Krueger: Corn price slide leads to questions
A while back we kept hearing the lament that all of our corn was being used for ethanol and that was driving up the price of food in the supermarket. Suddenly that has stopped as the price of corn has taken a nose dive into abominably low prices. Corn might not have even bottomed out yet at the current price of around $2.50 per bushel.
Well that fact certainly must be helping the bottom line of the ethanol plants, but making it darned awful inconvenient for the producers of corn to be able to make the bottom line favorable. Many are predicting another debacle close to the farm crisis of the early ‘80s when commodity prices tanked and interest rates went to unbelievable high rates. That condition caused some real angst among American farmers. With the conditions today, with the highest input costs ever, there is no way a farmer is going to realize a profit when it must cost close to $400/acre just to plant and harvest an acre of corn.
So, where are the naysayers talking about the future of America now with the huge slide in corn prices?
If the corn made 150 bushels/acre that amounted to a gross return of $1,050 per acre. Not too bad a return huh? It is for sure that everyone associated with farming had their hand out trying to get a piece of that wonderful pie. From machinery dealers, to seed dealers, to fertilizer companies, to many other associated endeavors they all went after their share of the huge profits made by farmers back then.
So what now? Will these hangers-on lower their prices to accommodate these farmers who will suffer great setbacks from these terribly low prices? That fact probably won’t come about. So what is a farmer to do? Well, for one thing he/she can’t give up. They will have to reap what little they can from crop insurance although the revenue from that little stipend will never make up for the loss about to take place this fall.
With this abrupt change in commodity prices it is head-scratching to understand why prices on the grocery shelves and other consumable inputs have not come down. Looking back over the history of farm prices, the retail price of food always rises when grain prices go up but rarely if ever do they come back down when grain prices tank and go down to very, very low prices. Puzzling huh? Greed maybe? Or as some would name it, “just doing good business!” If it is just doing good business then the bottom line of the food manufactures must really look good. Good old greed never turns down a chance to enhance the bottom line of profit.
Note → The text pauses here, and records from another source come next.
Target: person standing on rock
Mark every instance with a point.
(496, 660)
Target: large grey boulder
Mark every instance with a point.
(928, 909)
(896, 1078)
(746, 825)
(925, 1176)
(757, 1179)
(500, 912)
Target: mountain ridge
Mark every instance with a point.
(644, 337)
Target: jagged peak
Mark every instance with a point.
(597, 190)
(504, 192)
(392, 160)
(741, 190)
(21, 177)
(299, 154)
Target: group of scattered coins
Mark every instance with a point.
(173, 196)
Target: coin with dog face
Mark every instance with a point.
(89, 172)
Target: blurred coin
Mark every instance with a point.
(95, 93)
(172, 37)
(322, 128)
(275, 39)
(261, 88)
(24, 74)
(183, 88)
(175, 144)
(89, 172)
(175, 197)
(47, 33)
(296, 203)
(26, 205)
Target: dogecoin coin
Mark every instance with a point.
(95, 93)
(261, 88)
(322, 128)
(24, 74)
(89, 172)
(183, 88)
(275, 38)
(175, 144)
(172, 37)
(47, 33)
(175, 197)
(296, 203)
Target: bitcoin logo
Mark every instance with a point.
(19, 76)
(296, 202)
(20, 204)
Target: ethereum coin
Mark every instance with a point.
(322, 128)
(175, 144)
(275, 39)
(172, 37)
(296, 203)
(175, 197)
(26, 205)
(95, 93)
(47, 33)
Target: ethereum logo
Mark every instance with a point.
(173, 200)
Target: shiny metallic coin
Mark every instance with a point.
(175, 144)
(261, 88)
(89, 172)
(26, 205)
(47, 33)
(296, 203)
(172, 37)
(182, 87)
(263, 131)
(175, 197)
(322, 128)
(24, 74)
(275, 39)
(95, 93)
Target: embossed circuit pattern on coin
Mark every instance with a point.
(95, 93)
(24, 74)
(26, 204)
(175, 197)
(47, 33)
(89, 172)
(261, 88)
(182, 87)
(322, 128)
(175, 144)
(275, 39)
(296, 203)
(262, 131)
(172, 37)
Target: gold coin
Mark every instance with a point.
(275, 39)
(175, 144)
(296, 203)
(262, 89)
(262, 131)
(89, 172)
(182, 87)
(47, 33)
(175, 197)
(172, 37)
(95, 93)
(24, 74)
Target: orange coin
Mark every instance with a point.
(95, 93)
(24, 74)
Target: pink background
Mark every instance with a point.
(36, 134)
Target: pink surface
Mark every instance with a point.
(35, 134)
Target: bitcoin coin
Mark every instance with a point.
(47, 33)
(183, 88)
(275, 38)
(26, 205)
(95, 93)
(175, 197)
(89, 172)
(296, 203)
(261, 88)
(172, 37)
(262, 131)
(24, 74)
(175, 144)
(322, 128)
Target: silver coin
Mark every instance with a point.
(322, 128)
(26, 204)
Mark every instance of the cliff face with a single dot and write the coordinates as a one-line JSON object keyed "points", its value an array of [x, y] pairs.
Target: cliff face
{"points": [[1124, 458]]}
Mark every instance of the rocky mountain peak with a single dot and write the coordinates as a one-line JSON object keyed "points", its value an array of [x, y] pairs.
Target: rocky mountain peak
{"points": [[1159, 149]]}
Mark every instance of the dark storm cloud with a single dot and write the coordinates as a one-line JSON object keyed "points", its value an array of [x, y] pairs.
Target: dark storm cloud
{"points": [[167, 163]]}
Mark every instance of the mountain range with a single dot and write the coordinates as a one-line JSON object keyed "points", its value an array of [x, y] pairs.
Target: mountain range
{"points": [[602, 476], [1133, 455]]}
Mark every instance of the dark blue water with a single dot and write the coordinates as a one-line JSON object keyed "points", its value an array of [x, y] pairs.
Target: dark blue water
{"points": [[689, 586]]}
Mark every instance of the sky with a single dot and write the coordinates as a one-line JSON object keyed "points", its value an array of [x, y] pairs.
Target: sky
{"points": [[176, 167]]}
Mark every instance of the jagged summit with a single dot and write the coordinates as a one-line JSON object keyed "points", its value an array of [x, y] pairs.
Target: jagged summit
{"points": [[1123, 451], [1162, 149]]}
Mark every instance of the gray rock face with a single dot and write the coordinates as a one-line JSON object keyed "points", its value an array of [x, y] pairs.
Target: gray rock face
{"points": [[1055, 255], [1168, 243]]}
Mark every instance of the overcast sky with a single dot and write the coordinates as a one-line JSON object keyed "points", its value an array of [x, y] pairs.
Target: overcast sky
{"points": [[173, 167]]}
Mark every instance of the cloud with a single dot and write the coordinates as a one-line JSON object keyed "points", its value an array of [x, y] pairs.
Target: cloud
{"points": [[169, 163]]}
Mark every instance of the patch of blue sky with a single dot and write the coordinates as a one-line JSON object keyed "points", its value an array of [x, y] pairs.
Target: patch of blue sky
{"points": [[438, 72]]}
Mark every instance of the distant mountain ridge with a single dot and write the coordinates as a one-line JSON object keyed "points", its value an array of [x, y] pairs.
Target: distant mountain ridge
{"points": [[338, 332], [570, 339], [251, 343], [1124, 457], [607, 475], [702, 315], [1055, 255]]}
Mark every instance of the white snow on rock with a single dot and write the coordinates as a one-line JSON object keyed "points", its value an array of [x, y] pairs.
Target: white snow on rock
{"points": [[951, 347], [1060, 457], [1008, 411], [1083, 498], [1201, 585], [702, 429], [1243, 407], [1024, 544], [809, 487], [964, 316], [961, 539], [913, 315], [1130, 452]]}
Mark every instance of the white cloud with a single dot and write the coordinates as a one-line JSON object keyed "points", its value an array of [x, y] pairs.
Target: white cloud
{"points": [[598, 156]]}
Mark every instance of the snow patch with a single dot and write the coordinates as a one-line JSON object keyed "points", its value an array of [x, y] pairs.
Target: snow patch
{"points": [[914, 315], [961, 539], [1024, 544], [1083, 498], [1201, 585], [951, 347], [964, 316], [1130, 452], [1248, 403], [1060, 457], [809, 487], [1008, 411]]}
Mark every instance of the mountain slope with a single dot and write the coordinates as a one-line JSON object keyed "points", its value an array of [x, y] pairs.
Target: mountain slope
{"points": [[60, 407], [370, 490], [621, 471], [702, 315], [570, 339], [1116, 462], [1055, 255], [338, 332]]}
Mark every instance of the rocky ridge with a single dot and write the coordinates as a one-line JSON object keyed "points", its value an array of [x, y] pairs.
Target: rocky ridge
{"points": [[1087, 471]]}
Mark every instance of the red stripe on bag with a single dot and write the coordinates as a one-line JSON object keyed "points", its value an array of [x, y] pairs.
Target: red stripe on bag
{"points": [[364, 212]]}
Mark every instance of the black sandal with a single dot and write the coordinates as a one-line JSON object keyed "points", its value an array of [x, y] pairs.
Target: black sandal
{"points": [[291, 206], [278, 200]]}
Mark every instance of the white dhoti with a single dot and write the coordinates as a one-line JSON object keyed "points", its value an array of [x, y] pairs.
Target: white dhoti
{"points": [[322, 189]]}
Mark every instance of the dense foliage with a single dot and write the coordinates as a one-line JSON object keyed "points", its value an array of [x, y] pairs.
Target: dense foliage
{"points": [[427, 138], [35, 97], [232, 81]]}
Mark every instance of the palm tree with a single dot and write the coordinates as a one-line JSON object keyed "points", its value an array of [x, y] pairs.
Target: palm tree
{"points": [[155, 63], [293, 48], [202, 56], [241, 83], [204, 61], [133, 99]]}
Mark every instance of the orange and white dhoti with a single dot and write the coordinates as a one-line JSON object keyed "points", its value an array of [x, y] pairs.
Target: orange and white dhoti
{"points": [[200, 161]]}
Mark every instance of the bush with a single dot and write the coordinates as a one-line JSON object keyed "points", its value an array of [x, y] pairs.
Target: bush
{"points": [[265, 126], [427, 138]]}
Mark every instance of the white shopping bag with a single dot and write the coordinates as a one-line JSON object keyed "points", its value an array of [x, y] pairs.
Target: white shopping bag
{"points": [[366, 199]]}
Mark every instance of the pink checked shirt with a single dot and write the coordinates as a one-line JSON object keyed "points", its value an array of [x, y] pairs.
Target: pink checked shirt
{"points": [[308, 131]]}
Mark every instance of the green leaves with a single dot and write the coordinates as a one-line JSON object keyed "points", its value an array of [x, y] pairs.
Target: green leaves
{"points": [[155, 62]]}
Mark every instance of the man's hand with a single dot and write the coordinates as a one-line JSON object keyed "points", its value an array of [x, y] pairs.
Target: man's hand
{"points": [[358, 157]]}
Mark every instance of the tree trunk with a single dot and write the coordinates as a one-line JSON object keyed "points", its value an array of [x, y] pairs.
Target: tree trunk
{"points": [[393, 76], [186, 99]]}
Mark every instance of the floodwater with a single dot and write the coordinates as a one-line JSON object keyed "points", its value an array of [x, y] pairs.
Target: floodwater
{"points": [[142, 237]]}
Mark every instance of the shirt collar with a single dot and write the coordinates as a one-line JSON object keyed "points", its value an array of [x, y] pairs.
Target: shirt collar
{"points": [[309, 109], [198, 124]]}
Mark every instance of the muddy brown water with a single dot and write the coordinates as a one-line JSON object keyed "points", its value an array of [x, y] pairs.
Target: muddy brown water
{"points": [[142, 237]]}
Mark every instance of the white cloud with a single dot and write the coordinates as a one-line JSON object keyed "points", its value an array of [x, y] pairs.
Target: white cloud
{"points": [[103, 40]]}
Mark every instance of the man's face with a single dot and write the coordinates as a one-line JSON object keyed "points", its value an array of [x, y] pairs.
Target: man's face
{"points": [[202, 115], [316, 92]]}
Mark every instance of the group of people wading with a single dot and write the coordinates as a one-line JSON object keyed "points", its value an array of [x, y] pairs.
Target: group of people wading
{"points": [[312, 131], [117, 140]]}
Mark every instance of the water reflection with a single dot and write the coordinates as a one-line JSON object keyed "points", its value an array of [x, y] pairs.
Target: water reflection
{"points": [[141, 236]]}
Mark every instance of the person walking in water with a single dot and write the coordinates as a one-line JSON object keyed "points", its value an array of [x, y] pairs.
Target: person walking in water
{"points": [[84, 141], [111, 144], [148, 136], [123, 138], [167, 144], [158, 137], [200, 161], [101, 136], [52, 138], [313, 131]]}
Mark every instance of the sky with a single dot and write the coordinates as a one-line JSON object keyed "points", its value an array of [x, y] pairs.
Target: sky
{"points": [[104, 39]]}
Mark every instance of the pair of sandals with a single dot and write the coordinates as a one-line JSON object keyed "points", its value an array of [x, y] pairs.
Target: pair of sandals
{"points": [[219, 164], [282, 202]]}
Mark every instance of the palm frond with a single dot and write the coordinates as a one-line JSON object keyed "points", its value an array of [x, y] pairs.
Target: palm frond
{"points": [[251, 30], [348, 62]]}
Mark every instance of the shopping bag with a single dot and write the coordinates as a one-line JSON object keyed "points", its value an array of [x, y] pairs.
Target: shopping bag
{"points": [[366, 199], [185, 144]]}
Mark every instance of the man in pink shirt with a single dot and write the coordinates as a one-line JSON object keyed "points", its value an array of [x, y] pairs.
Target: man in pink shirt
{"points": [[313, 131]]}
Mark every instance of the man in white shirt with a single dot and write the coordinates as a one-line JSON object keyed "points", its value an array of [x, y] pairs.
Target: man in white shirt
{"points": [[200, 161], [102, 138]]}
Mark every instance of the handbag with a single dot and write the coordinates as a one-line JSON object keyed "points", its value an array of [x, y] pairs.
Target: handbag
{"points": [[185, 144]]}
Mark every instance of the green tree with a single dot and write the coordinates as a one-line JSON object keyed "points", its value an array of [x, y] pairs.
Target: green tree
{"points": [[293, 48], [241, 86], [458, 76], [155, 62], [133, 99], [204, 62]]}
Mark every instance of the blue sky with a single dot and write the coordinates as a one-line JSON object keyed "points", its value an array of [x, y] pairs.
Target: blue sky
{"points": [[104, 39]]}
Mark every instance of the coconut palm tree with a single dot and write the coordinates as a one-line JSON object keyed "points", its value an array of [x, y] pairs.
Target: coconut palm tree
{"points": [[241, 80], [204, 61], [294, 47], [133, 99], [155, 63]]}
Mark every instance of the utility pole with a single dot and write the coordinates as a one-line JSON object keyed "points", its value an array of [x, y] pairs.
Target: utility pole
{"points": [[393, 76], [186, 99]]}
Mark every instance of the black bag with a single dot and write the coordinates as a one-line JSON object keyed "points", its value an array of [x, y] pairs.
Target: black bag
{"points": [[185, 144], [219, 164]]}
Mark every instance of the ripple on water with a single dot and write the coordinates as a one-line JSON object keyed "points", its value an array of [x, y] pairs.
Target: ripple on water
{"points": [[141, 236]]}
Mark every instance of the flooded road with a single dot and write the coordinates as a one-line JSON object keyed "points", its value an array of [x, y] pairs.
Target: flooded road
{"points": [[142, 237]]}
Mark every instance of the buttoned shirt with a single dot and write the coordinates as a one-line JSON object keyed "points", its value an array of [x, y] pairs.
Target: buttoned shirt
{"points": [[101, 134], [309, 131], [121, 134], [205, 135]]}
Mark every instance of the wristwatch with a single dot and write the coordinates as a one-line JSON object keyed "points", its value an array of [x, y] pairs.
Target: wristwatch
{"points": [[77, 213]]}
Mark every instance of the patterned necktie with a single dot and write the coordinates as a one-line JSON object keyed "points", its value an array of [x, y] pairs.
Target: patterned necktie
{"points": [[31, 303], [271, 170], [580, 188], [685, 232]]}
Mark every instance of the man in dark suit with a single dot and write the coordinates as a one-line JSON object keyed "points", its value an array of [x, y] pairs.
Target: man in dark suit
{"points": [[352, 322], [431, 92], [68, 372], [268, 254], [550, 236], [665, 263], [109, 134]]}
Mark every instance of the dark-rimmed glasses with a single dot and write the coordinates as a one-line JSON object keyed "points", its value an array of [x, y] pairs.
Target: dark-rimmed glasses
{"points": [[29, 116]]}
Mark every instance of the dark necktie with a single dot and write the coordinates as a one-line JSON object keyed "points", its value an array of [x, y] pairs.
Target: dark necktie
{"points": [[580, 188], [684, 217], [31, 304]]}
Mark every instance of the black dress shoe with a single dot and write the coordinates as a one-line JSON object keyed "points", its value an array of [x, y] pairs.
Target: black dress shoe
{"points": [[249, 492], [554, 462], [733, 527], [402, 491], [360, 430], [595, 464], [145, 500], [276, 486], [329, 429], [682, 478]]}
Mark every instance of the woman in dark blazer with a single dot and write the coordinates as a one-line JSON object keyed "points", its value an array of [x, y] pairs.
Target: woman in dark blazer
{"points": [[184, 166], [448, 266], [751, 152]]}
This unsavory situation for farmers makes one wonder if we should be investing in ethanol plants now that corn prices are so low. It is doubtful if farmers will have much money to invest anywhere after this fall’s harvest.
The prognosis for any rallies in corn prices is very grim. So, it will be up to crop insurance to keep farmers from falling into non-recoverable financial situations. It is too bad, but that is why we pay such a premium for insuring our crops against catastrophic drop in prices.
Nuff said.
Gerald “Jerry” Krueger is a retired educator, coach, commercial pilot and farmer.